Intended for healthcare professionals

Opinion

Britain’s not working

BMJ 2022; 378 doi: https://doi.org/10.1136/bmj.o1883 (Published 29 July 2022) Cite this as: BMJ 2022;378:o1883
  1. Martin McKee, professor of European public health1,
  2. Lucinda Hiam, PhD candidate2
  1. 1Department of Health Services Research and Policy, London School of Hygiene and Tropical Medicine, London, UK
  2. 2School of Geography and the Environment, University of Oxford, Oxford, UK

Healing the sick, not cutting taxes, must be the priority

In his final speeches as prime minister, Boris Johnson listed seemingly endless achievements. Prominent among them was the claim that more people are in work now than before the pandemic. Yet any employers listening may have struggled to reconcile that with their frantic search for people to harvest crops, serve in hotels and restaurants, provide health and social care, and ensure that transport hubs can operate. Front page pictures in newspapers of long queues at airports and crops rotting in fields painted a different picture.

The explanation for this apparent paradox was simple. The prime minister’s claim, like so many he has made, was false. The independent fact checking organisation Full Fact provided the true figures in April 2022: the workforce actually had 600 000 fewer workers than before the pandemic. Full Fact noted with disappointment that Johnson had, by then, made this claim nine times in parliament without correcting the record.1 Yet despite formal complaints from official statisticians,23 he remains undeterred in his conviction that the workforce has expanded.

Although the situation may have changed since the “partygate” revelations, large sections of the British public continue to forgive Johnson’s casual approach to facts.4 We are repeatedly, if wrongly, told, “he got all the big calls right.”5 He has skilfully created a narrative in which the UK mounted a world beating response to the pandemic, controlling the spread of infections while saving jobs and livelihoods. However, John Burn-Murdoch, from the Financial Times, has provided a new analysis that suggests otherwise.6 In an article that begins by invoking Tsar Nicholas I, who is reported to have described the Ottoman Empire as the “sick man of Europe,” Burn-Murdoch suggests that those words could now apply to the UK.

Alarm bells

Although this may seem a remarkable claim, Burn-Murdoch’s detailed analysis easily justifies it. During the pandemic, all industrialised countries saw people of working ages leave the workforce. Some fell ill, some left to care for relatives, and others reassessed their work-life balance and took early retirement. But what should set the alarm bells ringing in Westminster is that all of the 38 countries examined have now returned to their pre-pandemic trend except one, the UK, where the situation is still deteriorating.

What can explain this? Burn-Murdoch notes that two in three of those who are missing from the workforce cite long term illness as the reason. It is likely some of this is because of covid-19. The Office for National Statistics estimates that over 800 000 people have had symptoms of long covid for over a year.7 and the Institute for Fiscal Studies estimates that about 110 000 are unable to work as a result.8 But as Burn-Murdoch notes, this cannot explain the UK’s exceptional situation. Spain, which was similarly hard hit during the pandemic, now has fewer people outside the workforce than before the pandemic. Rather, he points to the long term health problems in the UK. Before the pandemic, we showed how the health of the population in the UK was falling ever further behind that in otherwise comparable nations.9 The situation is now even worse.10

While it is almost certain that at least some of this reflects failings in policies affecting the wider determinants of health,11 Burn-Murdoch argues that “where other countries’ healthcare systems are proving resilient, the UK’s is on its knees.” He notes that the numbers missing from the workforce with long term sickness are similar to those waiting over a year for treatment and points to growing problems accessing all types of care.

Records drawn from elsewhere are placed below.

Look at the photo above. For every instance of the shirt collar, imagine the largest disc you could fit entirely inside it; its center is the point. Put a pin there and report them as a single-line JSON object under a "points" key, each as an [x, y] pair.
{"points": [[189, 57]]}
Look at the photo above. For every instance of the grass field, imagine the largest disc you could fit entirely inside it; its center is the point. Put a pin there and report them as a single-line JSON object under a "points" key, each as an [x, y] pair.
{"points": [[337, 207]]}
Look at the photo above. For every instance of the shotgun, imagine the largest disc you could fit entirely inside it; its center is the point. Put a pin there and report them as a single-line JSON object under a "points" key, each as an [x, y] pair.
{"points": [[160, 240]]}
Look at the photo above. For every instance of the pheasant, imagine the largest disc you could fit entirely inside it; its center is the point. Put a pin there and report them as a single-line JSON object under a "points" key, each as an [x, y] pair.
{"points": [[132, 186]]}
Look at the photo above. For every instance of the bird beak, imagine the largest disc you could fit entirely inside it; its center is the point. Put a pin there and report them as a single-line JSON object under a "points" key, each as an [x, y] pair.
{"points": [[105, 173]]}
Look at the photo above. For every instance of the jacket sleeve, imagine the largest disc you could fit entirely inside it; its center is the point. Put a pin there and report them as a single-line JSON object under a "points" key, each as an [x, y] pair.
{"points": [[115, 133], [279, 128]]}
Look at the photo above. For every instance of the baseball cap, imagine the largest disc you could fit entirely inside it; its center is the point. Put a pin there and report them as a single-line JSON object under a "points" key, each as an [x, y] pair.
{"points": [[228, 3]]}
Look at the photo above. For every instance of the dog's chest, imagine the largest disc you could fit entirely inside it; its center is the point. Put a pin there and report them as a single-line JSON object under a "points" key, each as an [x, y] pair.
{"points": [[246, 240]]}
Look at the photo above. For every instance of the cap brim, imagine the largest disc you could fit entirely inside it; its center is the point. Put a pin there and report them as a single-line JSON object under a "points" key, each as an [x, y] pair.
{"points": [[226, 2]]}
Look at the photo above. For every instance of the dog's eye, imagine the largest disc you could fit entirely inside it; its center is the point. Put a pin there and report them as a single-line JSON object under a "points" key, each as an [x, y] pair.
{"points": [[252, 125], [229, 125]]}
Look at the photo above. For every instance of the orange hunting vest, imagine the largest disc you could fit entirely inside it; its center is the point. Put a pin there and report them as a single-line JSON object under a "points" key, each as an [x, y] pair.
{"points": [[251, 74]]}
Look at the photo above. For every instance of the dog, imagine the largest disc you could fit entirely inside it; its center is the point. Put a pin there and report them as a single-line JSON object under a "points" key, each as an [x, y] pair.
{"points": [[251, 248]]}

Economic growth depends on health

Both candidates for the Conservative leadership, and thus the next prime minister, have identified the need to promote economic growth. Both favour tax cuts, differing only on their timing. Neither can offer a plausible explanation for how their policies would achieve the growth that is needed, although at least Rishi Sunak accepts that there is a crisis in the NHS. However, as the NHS Confederation notes, he has yet to provide any realistic plan to solve the problems he identifies.12 Liz Truss’s proposals offer even less, with proposals for the economy widely viewed as in the realms of fantasy.1314

Those who are unencumbered by the need to appeal to a small number of party members who are unrepresentative of the wider population can see that labour shortages are one of the main barriers to economic recovery.15 Of course, the problem is not only ill health. Brexit has also contributed, as have long term underinvestment in skills and infrastructure16 and over a decade of austerity. But at least something could be done about health and, now we know that the UK is a complete outlier internationally, the media should be asking both candidates what they will do to grow a healthy, skilled, and productive workforce on every possible occasion until they provide an answer.

Footnotes

  • Competing interests: We have read and understood BMJ policy on declaration of interests and declare that MM is a member of Independent SAGE and is president of the BMA, but he writes in a purely personal capacity.

  • Provenance and peer review: Commissioned; not externally peer reviewed.